Perhaps a better way for a “tech neophyte” to try out coding is to learn how to write HTML/CSS. This pairing is far more self-contained and visual, and gratifying, than programming initially is (no matter the flavor, whether JS, Python, Swift, they all are far more complex with abstract logic).
Learning how to create a static web page only requires a layout, a text editor and a browser. You can try your hand at building a magazine page, for example, with its masthead, article areas and footer—and you will not be dealing with math or abstract problem solving that coding soon requires.
The learner can see how the basic HTML language syntax works (e.g. simple tags go around the words to style or structure them)… experience how the browser is strict about typos (early experience in debugging!); see how dependencies are linked in (graphics, external hyperlinks); see how the classes and IDs from the CSS file influence the HTML elements; and so on.

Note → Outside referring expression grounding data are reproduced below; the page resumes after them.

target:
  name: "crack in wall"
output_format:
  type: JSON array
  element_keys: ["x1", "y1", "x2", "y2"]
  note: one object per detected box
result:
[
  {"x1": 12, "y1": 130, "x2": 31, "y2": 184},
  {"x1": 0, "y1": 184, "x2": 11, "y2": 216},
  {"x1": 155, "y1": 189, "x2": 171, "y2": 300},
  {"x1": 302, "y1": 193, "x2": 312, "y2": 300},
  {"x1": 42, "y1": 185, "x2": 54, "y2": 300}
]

If the somewhat tedium of composing blocks of HTML and CSS code is gratifying to the learner, and it sparks an interest, then they can continue gaining fluency in the constructs and begin to appreciate how WYSIWYG editors work (like in WordPress or BigCommerce, say). This can be so helpful for business owners or bloggers, to fix the mistakes that RTEs can introduce from copy/paste actions from other sources (ie. Word pastes).
So, I’m proposing that fluency in HTML is a more basic, essential skill for today’s professionals than actual coding.